Characterization of the kinetics and distribution of N-arachidonylethanolamine (anandamide) hydrolysis by rat brain

Abstract

Arachidonoylethanolamide or ‘anandamide’ is a naturally occurring derivative of arachidonic acid that has been shown to activate cannabinoid receptors in the brain. Its metabolic inactivation by brain tissue has been investigated. Anandamide is hydrolyzed by the membrane fraction of rat brain homogenate to arachidonic acid and ethanolamine. The hydrolysis is temperature and pH- dependent (pH maximum at 8.5) and abolished by boiling. Anandamide hydrolysis is protein dependent in the range of 25–100 μg protein/ml; does not require calcium and is inhibited by phenylmethylsulfonylfluofde, diisopropylfluorophosphate, thimerosal and arachidonic acid. Hydrolysis of 10 μM anandamide by brain membranes follows first order kinetics; at 30°C, the rate constant for anandamide catabolism is 0.34 min −1 mg protein −1. The K m for anandamide hydrolysis is 3.4 μM, and the V max is 2.2 nmol/min per mg protein.
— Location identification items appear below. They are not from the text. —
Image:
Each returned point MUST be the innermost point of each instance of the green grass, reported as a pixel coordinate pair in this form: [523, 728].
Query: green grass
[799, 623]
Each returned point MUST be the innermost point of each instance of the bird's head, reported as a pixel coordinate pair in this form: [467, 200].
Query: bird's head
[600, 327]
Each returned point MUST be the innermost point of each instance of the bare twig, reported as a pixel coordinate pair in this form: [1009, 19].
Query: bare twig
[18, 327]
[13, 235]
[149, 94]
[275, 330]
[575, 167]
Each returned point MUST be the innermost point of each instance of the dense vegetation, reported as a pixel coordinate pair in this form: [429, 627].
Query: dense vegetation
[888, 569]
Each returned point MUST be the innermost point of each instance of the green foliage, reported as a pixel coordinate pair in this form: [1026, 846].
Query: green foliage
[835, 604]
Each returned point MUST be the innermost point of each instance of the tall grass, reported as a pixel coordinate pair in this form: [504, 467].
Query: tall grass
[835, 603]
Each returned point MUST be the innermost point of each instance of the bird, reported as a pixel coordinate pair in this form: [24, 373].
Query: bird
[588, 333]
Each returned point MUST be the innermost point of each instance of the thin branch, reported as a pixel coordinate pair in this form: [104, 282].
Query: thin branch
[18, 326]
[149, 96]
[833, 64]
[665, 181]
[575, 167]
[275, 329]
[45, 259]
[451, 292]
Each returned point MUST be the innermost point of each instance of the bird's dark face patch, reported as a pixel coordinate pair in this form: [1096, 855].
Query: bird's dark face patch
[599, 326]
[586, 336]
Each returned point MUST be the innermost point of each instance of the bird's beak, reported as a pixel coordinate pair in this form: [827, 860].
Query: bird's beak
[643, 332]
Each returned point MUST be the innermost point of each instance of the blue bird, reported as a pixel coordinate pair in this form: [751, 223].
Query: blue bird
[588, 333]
Hydrolysis occurs in all subcellular fractions except cytosol with the highest specific activity in myelin and microsomes. The distribution of anandamide hydrolytic activity correlates with the distribution of cannabinoid receptor-binding sites; the hippocampus, cerebellum and cerebral cortex exhibit the highest metabolic activity, while activity is lowest in the striatum, brain stem and white matter.